Silencio de Jesucristo en presencia de sus jueces


El Interior de Jesús y de María
R.P. Grou

   Si yo escribiese ahora para las gentes del mundo, seguiría a Jesucristo en los diversos tribunales a que fue conducido: en el tribunal de los judíos, en que la prevención y la pasión le condenaron; en el tribunal de Herodes y de su corte, en donde la impiedad le despreció como un insensato; en el tribunal de Pilatos, en donde la política sacrificó su reconocida inocencia a intereses temporales; y haría ver que en todos tiempos, y en el día más que nunca, Jesucristo y su doctrina son reprobados del mundo, o prevenido, o apasionado, o impío y libertino, o interesado y político. Ahora me limito a la conducta que observó Jesucristo delante de sus acusadores y de sus jueces.
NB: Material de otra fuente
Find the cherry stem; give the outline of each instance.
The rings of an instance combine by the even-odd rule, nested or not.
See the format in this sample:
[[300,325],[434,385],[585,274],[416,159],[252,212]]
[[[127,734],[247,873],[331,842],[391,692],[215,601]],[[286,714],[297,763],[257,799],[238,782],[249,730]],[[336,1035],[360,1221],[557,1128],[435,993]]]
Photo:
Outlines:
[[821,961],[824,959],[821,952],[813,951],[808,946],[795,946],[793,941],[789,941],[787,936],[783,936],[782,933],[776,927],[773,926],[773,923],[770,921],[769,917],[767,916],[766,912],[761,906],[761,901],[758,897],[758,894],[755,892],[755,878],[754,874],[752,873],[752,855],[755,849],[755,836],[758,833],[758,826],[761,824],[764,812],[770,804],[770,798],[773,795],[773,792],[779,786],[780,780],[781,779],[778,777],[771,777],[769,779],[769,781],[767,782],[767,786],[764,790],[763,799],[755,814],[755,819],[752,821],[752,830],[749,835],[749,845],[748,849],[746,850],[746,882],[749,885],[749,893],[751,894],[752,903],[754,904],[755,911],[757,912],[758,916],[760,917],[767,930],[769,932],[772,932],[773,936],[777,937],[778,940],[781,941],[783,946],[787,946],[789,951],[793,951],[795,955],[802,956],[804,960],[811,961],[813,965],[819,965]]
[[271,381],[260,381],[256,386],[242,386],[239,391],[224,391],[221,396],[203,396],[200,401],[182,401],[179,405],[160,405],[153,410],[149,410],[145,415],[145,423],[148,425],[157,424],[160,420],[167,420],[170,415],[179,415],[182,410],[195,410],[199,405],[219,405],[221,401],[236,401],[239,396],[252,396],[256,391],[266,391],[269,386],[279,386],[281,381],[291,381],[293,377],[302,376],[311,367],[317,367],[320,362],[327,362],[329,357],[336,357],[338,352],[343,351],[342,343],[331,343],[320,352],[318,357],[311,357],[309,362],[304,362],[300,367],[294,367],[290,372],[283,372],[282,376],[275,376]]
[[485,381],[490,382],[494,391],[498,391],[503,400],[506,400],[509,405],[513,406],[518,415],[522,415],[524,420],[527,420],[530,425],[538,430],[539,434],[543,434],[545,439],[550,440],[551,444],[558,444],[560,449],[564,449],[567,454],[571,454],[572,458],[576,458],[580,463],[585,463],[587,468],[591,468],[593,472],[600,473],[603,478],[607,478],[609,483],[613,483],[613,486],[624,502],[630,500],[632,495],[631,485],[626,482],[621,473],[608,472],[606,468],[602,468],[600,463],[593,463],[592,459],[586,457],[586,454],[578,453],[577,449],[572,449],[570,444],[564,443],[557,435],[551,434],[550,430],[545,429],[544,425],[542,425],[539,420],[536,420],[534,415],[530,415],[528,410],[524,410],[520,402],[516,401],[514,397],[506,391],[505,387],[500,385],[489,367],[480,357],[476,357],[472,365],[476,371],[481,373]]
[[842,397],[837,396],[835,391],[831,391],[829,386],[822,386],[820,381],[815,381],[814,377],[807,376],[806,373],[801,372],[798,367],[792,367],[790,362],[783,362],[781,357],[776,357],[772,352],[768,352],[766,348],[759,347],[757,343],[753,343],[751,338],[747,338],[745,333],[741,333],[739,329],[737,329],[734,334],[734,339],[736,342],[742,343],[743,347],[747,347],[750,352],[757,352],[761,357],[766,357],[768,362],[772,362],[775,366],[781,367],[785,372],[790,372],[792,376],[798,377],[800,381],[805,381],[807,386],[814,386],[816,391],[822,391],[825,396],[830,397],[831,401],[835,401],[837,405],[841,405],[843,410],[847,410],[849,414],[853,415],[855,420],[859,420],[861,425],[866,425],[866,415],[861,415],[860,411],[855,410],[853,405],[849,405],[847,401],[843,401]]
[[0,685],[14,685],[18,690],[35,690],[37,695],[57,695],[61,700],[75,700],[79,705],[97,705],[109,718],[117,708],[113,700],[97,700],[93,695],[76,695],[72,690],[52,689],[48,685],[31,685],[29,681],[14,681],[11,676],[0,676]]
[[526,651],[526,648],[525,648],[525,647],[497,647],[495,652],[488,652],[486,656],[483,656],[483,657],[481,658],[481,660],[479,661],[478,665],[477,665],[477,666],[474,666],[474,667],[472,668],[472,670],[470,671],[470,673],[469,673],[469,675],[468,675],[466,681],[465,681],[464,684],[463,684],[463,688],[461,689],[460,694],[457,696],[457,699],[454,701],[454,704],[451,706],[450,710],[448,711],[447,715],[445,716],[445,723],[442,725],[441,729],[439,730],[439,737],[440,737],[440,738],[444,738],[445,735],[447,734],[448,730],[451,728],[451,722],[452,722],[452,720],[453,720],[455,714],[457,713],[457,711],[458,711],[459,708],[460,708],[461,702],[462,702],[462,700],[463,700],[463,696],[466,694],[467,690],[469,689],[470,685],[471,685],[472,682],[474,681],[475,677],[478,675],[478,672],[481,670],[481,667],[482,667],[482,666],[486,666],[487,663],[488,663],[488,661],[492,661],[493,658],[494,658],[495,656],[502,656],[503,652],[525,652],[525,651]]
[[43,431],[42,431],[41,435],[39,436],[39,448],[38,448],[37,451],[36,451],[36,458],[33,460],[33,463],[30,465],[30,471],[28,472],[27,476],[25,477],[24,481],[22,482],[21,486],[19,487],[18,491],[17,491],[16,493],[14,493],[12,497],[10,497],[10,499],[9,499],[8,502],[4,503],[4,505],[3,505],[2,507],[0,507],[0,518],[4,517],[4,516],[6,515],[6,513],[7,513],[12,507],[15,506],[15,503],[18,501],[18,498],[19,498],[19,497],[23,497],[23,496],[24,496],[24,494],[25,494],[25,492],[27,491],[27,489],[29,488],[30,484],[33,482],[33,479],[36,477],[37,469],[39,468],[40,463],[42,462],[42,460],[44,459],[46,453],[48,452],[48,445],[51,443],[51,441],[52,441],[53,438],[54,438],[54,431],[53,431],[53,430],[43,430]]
   Los sacerdotes, los escribas y los ancianos del pueblo presididos por Caifás, habiendo pronunciado ya desde mucho tiempo en su corazón el decreto de muerte contra Jesucristo, no procuraron sino cubrir con algunas formalidades la notoria injusticia de esta sentencia. Sobornaron pues dos falsos testigos, cuyas deposiciones no andaban acordes. Parecieron dos por fin que le acusaron de haber dicho del templo lo que había dicho de su cuerpo, que si se le destruyese, después de tres días lo reestablecería.  Sobre lo cual habiéndole preguntado el príncipe de los sacerdotes, porque nada respondía a sus acusaciones, guardó silencio. Fácil le hubiera sido sin duda el confundir a sus acusadores con solo abrir la boca, si hubiese reconocido rectitud y equidad en sus jueces, y que solo necesitaban ser instruidos. Pero sabía que hubiera sido inútil cuanto dijese en su defensa, y que estaban resueltos a perderle. Calló pues, y se dejó juzgar como un criminal, viendo que se quería a toda costa que lo fuese.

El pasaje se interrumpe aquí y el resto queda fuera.